I soon realized that the note C was,
three colored in dots, and D was two. Six was low G and all open was
the G in the octave above.
It was like learning a new language.
But I like a challenge.
And so began the longest journey of my
life. Having no musical experience whatso-ever. At forty years of age. I decided I was going to take up the clarinet.
Learning to read from the stave was a
long and lonely task. You can't buy it. you have to keep on keeping
on. Barrier after barrier was broken down until I could read a basic
tune.
I felt that my fingers needed breaking and resetting again as they had formed, not as a musician at all, at all.
I felt that my fingers needed breaking and resetting again as they had formed, not as a musician at all, at all.
Every day I worked an hour at least for
years. I learnt the tune I heard as a child and it was an achievement
like nothing else I had done before.
I was now a musician of sorts. Formed a band even. wrote out scores.
I stopped and thought one day why do
you like that old fashioned tune so much?
I learnt that when I was still a baby, it was the theme tune to a series on BBC. It was written
by Acker Bilk and named after his daughter Jenny shortly after she was born.
He gifted her all the royalties. It went to no One in America and no two in Britain. And in May 1969 the crew of Apollo 10 took it with them, into their own isolation, to the moon. It was played at the funeral of a dear friend who knew I played it.
I have often seen Acker Bilk on TV in daft hats and striped waistcoats , in old films with names like Its Trad Dad or similar, man he could play.
I have often seen Acker Bilk on TV in daft hats and striped waistcoats , in old films with names like Its Trad Dad or similar, man he could play.
I learnt it was the second longest running record in the charts, ever, or the hit parade as it used to be
called.
Fifty two weeks in continuity. It made number two.
Fifty two weeks in continuity. It made number two.
It wasn't just me that liked it. They played The Cavern Club.
Then The Beatles came along and it all
changed.
But you cant keep a beautiful tune down and here I am several decades later still talking about it.
But you cant keep a beautiful tune down and here I am several decades later still talking about it.
I was honored to have been invited to
join The Antiques Roadshow team in 2015 and its fair to say I kept
myself away from all those traps that lurked in wait.

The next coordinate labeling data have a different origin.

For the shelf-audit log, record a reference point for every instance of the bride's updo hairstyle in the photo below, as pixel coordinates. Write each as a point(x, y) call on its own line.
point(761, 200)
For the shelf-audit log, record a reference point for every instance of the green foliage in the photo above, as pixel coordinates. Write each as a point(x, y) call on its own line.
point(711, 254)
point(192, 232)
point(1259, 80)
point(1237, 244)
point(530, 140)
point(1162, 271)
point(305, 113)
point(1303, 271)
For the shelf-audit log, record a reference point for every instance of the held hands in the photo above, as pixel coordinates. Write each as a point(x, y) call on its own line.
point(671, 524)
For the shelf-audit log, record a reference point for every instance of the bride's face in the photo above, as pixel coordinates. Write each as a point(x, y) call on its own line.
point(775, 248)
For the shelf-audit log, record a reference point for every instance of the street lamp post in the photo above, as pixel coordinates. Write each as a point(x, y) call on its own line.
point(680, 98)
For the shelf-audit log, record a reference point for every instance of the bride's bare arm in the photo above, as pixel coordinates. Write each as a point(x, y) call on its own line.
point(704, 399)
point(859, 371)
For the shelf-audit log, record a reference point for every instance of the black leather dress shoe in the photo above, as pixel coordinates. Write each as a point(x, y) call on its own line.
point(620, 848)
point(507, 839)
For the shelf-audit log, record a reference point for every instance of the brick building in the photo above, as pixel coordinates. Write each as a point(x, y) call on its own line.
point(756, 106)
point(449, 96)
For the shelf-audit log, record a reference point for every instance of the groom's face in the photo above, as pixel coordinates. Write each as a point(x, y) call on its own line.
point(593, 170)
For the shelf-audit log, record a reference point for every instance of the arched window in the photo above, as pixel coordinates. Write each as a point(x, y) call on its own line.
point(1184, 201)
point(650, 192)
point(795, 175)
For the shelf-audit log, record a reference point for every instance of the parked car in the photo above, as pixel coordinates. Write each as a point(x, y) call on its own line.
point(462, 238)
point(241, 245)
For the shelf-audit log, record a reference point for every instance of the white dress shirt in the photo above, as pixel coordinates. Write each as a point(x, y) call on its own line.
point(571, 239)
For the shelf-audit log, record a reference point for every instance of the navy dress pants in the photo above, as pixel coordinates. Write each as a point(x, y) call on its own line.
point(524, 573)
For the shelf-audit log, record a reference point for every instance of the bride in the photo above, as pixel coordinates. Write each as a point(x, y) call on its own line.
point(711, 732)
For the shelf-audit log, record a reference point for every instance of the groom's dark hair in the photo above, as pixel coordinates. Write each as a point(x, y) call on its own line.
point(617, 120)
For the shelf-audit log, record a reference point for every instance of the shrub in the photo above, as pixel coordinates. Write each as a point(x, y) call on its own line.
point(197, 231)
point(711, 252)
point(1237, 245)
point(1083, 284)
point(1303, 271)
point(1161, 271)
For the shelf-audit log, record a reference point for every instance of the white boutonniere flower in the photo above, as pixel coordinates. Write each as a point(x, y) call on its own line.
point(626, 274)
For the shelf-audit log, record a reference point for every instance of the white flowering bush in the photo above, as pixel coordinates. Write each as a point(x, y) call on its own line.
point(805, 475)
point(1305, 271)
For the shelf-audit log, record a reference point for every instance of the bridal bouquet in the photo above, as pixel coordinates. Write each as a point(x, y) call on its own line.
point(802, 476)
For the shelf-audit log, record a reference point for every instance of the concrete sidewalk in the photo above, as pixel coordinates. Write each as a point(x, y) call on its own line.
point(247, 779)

I educated myself but it was all due to
a work ethic to aquire my fishing tackle, and the need to get out of town, to
be, even just for a few hours, that Stranger On The Shore.
In these difficult times with everyone
in lockdown, I can put my licquorice stick together and play....from
memory......Stranger On The Shore.
That I learnt by dots.
And I am transferred back to the
Cumbrian lakes, in isolation, on a shingle shore, without a care.
And today as I play, several decades
later a tear slips down my cheek, again.